“Just because I have a car doesn’t mean I have enough money to buy food.”

A sobering piece of news for the holiday weekend, via The New York Times: 

This is America: a family crammed in a minivan driving mile after mile across San Diego County, first to one food giveaway and then to another and then to more.

To Mary’s Donuts, in rustic downtown Lakeside, for day-old chocolate frosted, maple-and-bacon glazed and pastries the size of catcher’s mitts.

Sixteen miles west to Jewish Family Service for big, fresh mangoes, boxes of hard-boiled eggs, cheese and lamb stew. Another 20 minutes south to the Ocean Discovery Institute for diapers and school supplies. To the Salvation Army for bottled water, oatmeal, a cake. All of it piled high into the back.

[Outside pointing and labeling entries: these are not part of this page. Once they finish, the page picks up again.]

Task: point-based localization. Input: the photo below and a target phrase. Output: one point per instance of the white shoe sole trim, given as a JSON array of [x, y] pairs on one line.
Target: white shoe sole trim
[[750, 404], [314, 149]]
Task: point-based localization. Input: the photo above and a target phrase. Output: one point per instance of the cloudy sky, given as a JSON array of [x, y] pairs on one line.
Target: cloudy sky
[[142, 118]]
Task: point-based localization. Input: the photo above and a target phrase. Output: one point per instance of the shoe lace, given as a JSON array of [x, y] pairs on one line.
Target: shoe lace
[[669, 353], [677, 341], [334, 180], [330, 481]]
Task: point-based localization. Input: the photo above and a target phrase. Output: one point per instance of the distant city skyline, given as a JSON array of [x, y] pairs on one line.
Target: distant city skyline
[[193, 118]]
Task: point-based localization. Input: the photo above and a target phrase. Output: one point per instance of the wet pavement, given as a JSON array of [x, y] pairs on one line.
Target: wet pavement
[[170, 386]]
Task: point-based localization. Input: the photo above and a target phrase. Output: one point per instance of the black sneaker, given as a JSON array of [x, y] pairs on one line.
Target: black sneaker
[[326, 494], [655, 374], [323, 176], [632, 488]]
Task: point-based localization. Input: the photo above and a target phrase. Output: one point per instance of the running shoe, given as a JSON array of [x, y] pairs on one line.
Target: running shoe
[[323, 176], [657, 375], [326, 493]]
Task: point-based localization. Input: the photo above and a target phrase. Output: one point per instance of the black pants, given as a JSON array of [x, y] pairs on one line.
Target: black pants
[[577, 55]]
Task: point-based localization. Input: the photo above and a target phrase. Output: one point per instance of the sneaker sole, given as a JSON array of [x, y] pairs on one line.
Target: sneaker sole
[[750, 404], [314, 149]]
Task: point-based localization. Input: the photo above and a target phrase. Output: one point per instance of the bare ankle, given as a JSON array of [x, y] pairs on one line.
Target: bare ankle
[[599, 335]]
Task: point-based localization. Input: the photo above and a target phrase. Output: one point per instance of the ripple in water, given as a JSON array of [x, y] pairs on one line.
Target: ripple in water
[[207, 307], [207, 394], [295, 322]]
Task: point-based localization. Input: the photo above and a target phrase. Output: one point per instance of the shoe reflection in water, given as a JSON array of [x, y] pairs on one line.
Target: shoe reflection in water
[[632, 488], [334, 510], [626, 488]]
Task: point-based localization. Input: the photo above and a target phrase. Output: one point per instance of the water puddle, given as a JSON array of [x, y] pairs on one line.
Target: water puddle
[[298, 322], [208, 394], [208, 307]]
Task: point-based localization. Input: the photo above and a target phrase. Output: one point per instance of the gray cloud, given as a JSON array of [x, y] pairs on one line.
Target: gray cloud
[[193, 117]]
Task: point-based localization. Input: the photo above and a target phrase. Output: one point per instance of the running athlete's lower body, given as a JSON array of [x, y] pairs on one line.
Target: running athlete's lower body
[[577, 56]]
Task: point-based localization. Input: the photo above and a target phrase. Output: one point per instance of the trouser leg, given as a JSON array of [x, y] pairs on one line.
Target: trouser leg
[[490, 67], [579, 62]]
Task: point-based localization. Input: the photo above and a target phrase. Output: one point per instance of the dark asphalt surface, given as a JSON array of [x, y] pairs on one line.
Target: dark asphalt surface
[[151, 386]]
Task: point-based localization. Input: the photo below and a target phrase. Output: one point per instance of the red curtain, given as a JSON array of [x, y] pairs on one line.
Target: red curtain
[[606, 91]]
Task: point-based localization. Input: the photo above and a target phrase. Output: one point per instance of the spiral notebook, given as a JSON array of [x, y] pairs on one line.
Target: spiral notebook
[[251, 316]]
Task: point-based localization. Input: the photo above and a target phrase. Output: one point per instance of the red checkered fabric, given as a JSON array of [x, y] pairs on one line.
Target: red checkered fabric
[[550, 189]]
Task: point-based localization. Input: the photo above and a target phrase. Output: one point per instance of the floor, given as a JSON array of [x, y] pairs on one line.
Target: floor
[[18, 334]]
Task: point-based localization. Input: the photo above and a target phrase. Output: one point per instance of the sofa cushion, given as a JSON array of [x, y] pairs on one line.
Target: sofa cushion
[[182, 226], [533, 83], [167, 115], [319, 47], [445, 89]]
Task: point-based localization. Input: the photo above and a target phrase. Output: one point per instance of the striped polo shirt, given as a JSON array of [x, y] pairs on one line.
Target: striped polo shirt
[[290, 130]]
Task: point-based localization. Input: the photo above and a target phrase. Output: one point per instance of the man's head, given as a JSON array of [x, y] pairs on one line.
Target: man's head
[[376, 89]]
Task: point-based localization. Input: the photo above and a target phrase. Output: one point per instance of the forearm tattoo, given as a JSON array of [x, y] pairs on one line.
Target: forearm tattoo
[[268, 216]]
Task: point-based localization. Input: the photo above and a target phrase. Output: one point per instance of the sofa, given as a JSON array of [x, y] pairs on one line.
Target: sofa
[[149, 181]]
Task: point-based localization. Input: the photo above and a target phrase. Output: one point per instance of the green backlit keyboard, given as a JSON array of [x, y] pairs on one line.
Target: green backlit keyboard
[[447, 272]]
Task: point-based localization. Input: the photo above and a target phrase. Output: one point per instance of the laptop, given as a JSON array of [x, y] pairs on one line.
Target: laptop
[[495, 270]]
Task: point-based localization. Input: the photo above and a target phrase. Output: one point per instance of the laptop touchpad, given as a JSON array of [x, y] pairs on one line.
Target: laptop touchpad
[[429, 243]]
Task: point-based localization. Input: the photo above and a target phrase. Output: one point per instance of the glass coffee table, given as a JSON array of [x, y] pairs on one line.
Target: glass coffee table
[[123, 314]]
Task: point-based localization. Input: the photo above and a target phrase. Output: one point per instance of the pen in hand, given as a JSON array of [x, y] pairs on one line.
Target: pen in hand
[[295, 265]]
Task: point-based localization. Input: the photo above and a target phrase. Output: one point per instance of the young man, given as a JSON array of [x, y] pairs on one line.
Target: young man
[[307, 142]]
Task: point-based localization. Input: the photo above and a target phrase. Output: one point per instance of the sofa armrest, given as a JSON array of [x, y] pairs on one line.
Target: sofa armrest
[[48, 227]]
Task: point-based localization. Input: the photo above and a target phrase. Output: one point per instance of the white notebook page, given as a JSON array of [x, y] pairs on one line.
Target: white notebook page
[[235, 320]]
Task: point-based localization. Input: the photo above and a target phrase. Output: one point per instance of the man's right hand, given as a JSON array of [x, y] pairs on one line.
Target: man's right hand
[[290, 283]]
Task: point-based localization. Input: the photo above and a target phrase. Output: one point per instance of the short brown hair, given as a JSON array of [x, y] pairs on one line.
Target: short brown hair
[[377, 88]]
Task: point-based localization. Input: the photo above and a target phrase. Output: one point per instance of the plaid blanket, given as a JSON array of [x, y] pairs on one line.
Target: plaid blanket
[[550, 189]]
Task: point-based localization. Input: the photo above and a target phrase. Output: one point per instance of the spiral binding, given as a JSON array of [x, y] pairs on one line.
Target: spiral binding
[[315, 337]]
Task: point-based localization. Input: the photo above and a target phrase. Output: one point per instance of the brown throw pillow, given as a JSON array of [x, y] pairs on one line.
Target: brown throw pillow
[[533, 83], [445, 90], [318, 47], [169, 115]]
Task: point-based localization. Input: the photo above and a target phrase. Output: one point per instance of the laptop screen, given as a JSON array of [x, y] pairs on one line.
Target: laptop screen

Since the coronavirus pandemic upended her life and so many others’, Alexis Frost Cazimero has spent most days this way, gathering food for her four children as well as neighbors in need. She pulls her packed silver Volkswagen van alongside the BMWs and Mercedeses as they edge their way through the long, snaking food lines. Where else but America can luxury and poverty get so close together that, in essence, they become one?

“I want people to understand, the face of the needy is different now,” said Ms. Cazimero, who has joined a new class of Americans who never imagined they would have to take a spot in a modern-day bread line. “Just because I have a car doesn’t mean I have enough money to buy food.”

The pandemic has exposed the fragile nature of success for millions of Americans: material markers of outward stability, if not prosperity, but next to nothing to fall back on when times get tough.

In conversations around the country this August — at kitchen tables, in living rooms and in cars during slow-moving food lines with rambunctious children in the back — Americans reflected on their new reality. The shame and embarrassment. The loss of choice in something as basic as what to eat. The worry over how to make sure their children get a healthy diet. The fear that their lives will never get back on track.